Simone Biles is the face of artistic gymnastics and has served as a global icon since she was just 19 years old.

Regarded as the best of all time, she boasts 19 World Championship titles and four Olympic gold medals. Still just 24, the world expected to see Biles return to the stage in all her glory in Tokyo this summer.

But the most decorated gymnast of all time has taught the world a huge lesson – even the best of the best are still only human.

Biles pulled out of the first gymnastics final of the 2020 Games, the all-around team event. She recorded her lowest ever score on the vault after a disappointing performance on the apparatus, then withdrew from the final with 'internal' issues. Biles later admitted to struggling with her mental health during a brave interview after Team USA won silver in the all-around.

"After the performance I did, I just didn’t want to go on,” she said. "I have to focus on my mental health. I just think mental health is more prevalent in sports right now.

"We're not just athletes. We're people at the end of the day and sometimes you just have to step back."

Simone Biles

Biles was expected to compete in five individual events following the team final but withdrew from all but the balance beam earlier this week. 

An inspired performance earned her a bronze medal, equalling her performance on the apparatus from the 2016 Games in Rio.

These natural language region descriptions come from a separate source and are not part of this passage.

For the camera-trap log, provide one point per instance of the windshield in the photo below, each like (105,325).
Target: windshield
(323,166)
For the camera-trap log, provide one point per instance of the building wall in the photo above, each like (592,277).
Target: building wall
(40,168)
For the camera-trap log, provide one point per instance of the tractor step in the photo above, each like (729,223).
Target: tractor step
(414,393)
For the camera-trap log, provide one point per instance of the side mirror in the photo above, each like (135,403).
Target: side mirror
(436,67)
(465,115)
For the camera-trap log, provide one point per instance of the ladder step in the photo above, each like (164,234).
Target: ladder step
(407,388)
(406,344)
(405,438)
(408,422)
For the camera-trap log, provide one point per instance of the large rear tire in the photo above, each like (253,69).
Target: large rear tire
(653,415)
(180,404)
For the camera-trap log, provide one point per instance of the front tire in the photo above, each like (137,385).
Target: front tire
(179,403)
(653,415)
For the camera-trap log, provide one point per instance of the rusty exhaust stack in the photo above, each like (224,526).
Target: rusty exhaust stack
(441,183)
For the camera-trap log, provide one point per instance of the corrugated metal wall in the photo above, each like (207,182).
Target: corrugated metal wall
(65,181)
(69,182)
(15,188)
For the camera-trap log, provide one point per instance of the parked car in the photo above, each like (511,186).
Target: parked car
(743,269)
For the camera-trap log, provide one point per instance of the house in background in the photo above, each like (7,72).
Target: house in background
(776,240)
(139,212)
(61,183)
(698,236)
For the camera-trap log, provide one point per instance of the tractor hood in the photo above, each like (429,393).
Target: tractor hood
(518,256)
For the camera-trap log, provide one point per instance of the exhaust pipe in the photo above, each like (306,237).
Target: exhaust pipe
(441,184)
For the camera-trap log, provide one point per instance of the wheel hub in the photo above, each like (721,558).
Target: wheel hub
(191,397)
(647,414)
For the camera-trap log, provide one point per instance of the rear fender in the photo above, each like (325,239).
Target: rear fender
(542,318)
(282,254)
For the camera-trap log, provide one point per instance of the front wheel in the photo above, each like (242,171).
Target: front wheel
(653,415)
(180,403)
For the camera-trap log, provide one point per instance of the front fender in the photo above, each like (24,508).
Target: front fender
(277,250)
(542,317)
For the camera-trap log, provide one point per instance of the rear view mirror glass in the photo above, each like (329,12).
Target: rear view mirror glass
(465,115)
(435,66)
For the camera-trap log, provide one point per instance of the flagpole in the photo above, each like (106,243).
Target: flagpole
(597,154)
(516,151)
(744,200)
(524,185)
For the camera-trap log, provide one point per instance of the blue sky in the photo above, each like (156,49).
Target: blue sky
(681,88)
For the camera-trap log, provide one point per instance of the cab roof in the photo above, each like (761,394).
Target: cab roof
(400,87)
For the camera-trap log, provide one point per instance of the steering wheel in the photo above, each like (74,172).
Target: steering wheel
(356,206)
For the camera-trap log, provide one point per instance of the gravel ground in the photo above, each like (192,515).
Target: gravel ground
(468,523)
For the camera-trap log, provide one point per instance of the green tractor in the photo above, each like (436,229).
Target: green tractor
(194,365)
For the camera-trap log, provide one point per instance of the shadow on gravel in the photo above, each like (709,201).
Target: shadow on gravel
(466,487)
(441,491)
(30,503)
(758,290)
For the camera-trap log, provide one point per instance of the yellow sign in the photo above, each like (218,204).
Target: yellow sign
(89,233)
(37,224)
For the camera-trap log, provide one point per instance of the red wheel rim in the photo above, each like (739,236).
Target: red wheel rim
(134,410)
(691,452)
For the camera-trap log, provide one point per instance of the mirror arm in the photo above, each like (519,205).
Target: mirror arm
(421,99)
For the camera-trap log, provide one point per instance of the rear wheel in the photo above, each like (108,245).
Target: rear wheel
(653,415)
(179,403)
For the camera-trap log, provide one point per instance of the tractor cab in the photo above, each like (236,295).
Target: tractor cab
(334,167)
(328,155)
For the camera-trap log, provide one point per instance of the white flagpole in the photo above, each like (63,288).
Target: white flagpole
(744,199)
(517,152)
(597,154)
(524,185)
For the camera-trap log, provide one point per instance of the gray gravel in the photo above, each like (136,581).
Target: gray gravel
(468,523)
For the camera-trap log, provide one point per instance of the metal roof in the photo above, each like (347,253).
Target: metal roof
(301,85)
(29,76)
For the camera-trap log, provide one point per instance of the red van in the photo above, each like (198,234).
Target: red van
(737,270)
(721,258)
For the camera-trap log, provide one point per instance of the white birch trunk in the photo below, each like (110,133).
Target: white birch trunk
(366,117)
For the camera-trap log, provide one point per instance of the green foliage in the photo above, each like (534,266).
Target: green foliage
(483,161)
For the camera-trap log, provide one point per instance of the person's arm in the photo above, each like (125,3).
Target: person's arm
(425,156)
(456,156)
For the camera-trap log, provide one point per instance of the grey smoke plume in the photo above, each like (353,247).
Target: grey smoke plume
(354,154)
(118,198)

Off the back of her incredible comeback, Biles has once again opened up the shutters and bared all in a new raw and hard-hitting interview.

The 24-year-old admitted the abuse she and many others suffered at the hands of paedophile and sex offender Larry Nassar still remains a trigger that is deeply embedded into her memory. 

"Now that I think of it, maybe in the back of my head, probably, yes," she said on the Today Show when asked if it affected her Tokyo performance. "Because there are certain triggers that you don't even know. And I think [the abuse] could have [affected me]."

Simone Biles

Biles unveiled the truth of her abuse in 2018, a year after the former USA Gymnastics physician pleaded guilty to his horrifying crimes. The four-time Olympic champion was just one of Nassar's hundreds of victims. He was sentenced to 60 years in federal prison in 2017.

"[It weighed on me] a little bit," Biles continued in her recent interview. "But I knew that still being the face of gymnastics and the USA and everything we've brought, it's not going to be buried under the rug and it will still be a very big conversation.

"We have to protect those athletes and figure out why it happened, who knew what [and] when."